“That was a very odd film.”
I’d like to say Wicked Stepmother is bad but it’s not. I’d like to say that I loved it but I didn’t. It has a peculiar set of characteristics that make this film worth taking a look at.
First, it has screen legend Bette Davis, post-stroke and I believe post-mastectomy, playing the new step mom. She is beyond thin and makes Ally McBeal’s Calista Flockhart look chubby. Despite these physical side effects she is an incredible trouper. I’m not sure I would have the personal confidence to be seen on camera with half only my face working well and an obvious limp.
Starring alongside Davis is Richard Moll of Night Court TV fame, who provides the only true comic performance in the show. He plays a buffoon private detective who goes so far as to have a statue of the Maltese Falcon on his desk. His work as a detective hits a pinnacle when the wicked witch’s “daughter” comes out to get him all rattled. He chops the house’s hedge to pieces in echo of her crazed seduction as she moves toward him. Barbara Carrera and Richard must have had some serious fun with that scene!
Happy Days TV show star Tom Bosley does a straight-faced comedy routine as a local cop, while former Hart to Hart houseman Lionel Stander comes in as the new family’s father. Then there is stunning James Bond beauty Barbara Carrera doing an odd “daughter of” role. But the catch is she’s not really the daughter. Do I have you confused yet?
The film begins as Tom is called out to a complaint. He finds several people shrunken down and “trapped” inside a shoebox.
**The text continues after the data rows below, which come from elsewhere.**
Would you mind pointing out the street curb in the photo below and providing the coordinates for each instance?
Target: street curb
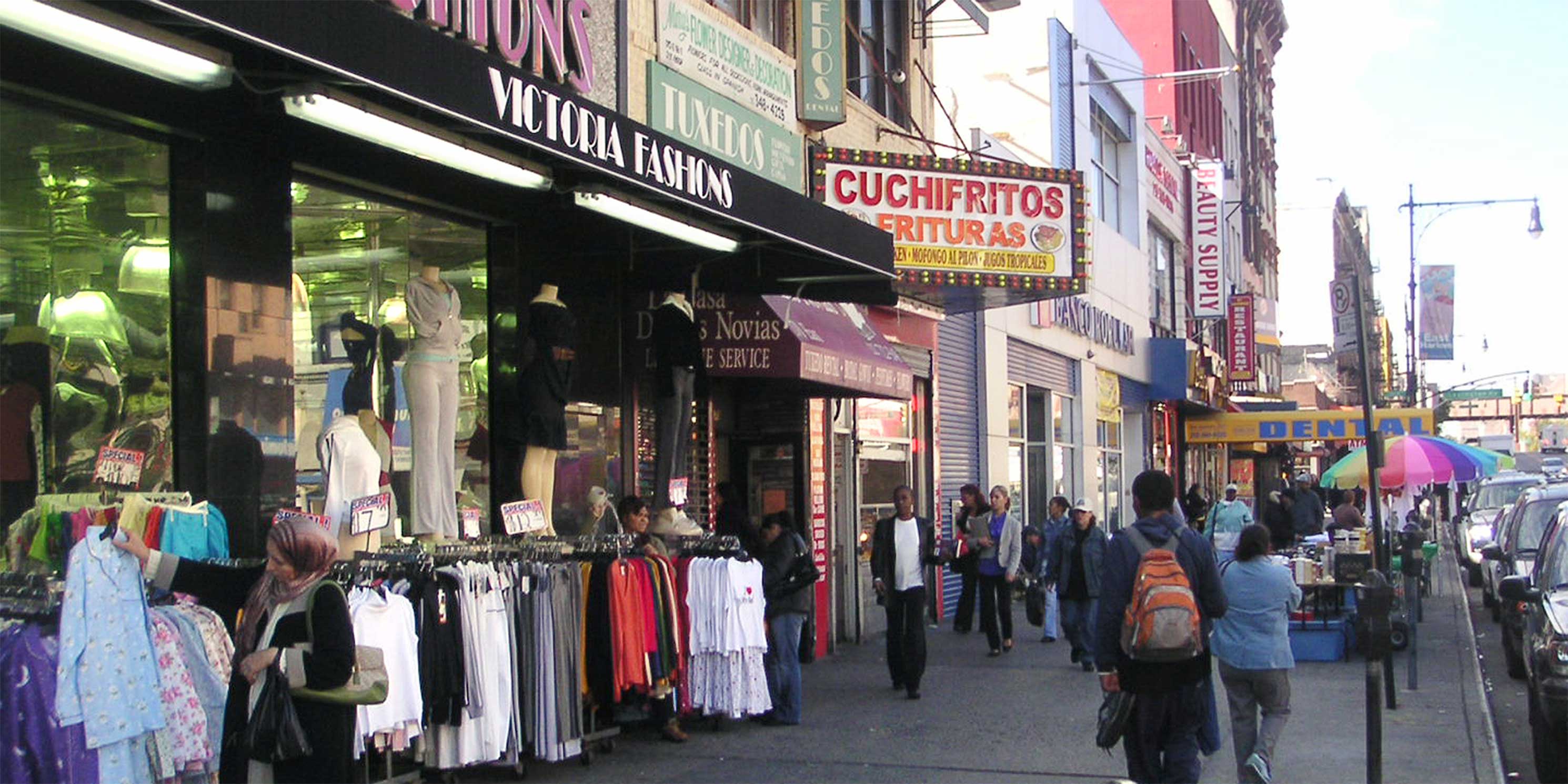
(1451, 578)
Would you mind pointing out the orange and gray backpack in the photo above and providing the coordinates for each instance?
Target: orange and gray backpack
(1162, 621)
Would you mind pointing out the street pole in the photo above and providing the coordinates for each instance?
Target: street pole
(1379, 675)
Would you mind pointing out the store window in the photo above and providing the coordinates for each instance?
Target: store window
(764, 18)
(1109, 473)
(1063, 452)
(355, 259)
(882, 49)
(84, 300)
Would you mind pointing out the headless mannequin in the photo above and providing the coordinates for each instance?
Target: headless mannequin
(538, 463)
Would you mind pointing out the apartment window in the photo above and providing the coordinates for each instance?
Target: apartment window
(882, 49)
(1108, 170)
(764, 18)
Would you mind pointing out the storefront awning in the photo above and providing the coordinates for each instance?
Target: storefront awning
(788, 242)
(788, 339)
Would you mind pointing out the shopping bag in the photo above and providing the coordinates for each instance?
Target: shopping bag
(274, 735)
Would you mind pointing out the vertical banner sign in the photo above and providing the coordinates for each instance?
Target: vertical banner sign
(819, 74)
(818, 473)
(1208, 240)
(1437, 311)
(1244, 339)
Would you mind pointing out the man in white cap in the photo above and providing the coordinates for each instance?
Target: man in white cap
(1227, 521)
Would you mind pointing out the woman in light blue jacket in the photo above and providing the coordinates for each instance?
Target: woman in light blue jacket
(999, 541)
(1253, 645)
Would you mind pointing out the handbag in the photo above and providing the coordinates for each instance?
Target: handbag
(274, 733)
(367, 684)
(1114, 714)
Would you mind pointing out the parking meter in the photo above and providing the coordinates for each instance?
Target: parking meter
(1374, 602)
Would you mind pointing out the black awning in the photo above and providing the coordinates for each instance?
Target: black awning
(802, 245)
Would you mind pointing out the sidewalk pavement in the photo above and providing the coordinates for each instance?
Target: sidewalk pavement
(1031, 716)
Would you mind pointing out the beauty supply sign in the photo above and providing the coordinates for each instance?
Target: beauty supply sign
(700, 43)
(1208, 239)
(960, 217)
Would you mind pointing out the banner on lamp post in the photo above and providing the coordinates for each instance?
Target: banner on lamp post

These people are alive and well but speaking in pixie voices. Nowadays we see films with shrunken people with more realistic, smaller caliber voices, but back then if you shrank your voice turned silly.
Anyway, these people file a complaint and explain that this old woman shrunk them by magic. They describe her in detail and the search is on. But the old lady / witch has disappeared. As the hilarious “old lady line-up” draws to a close in an attempt to ID the wicked old witch, Tom tries to put the shrunken people back into their protective shoebox, but he is perplexed as to how to do it, while pixie voices complain, “don’t squish us!!” So, in frustration, Tom tips the chair they’re on and holds the shoebox below it!! His delivery is excellent.
Many comic sight gags are in the film. I wish I could show you some of them and how well they work. In one, a reference is made over how the witch looks familiar. “But where I have I seen her?” mom wonders to herself. Just at that moment, in the background on a Los Angeles mural are screen legends – including, of course, our star Bette Davis. These sight gags sometimes take a bit of knowledge of Hollywood history, as in the crack about the new family’s dead mother. They then cut to a picture of Bette Davis’ Hollywood film rival Joan Crawford on the table as the dead mother!
The biggest laugh goes to the mom and Barbara Carrera, when Bette calls in the Bond beauty and throws a bucket of cold water on her. As she does this, Barbara immediately goes into a classic Wizard of Oz “I’m melting – I’m melting!,” performance. She sobers instantly and snaps, “This is reality, not MGM!” Of course the big laugh is, it IS an MGM film.
Back to the plot, we find the new wicked stepmother is cooking meat by the ton for her husband and new family who happen to be hard-core vegetarians.
Some of the film is utterly overdone. The mom has a cat allergy and the witch, of course, has a “familiar” as all witches do. A cat. The cat however is too heavily used as a plot point and the mom’s performance is too tight and phony.
Watch for a cameo performance from “almost-impossible-to-recognize” Entertainment Tonight TV show host Bob Goen.
Our big favorite in the film is the decision for the mom to learn witchcraft to outsmart the witch and she conjures up the spell by saying a dramatic, “Spell of spells do your stuff!” ACK! Great delivery when you watch it.
The number one thing I hate is the dreadful 1980s computer graphics — really awful quality.
This is a 92-minute film and worth seeing for some Hollywood trivia, good in jokes and seeing some nonsense – so long as you aren’t looking for genius, you’re fine.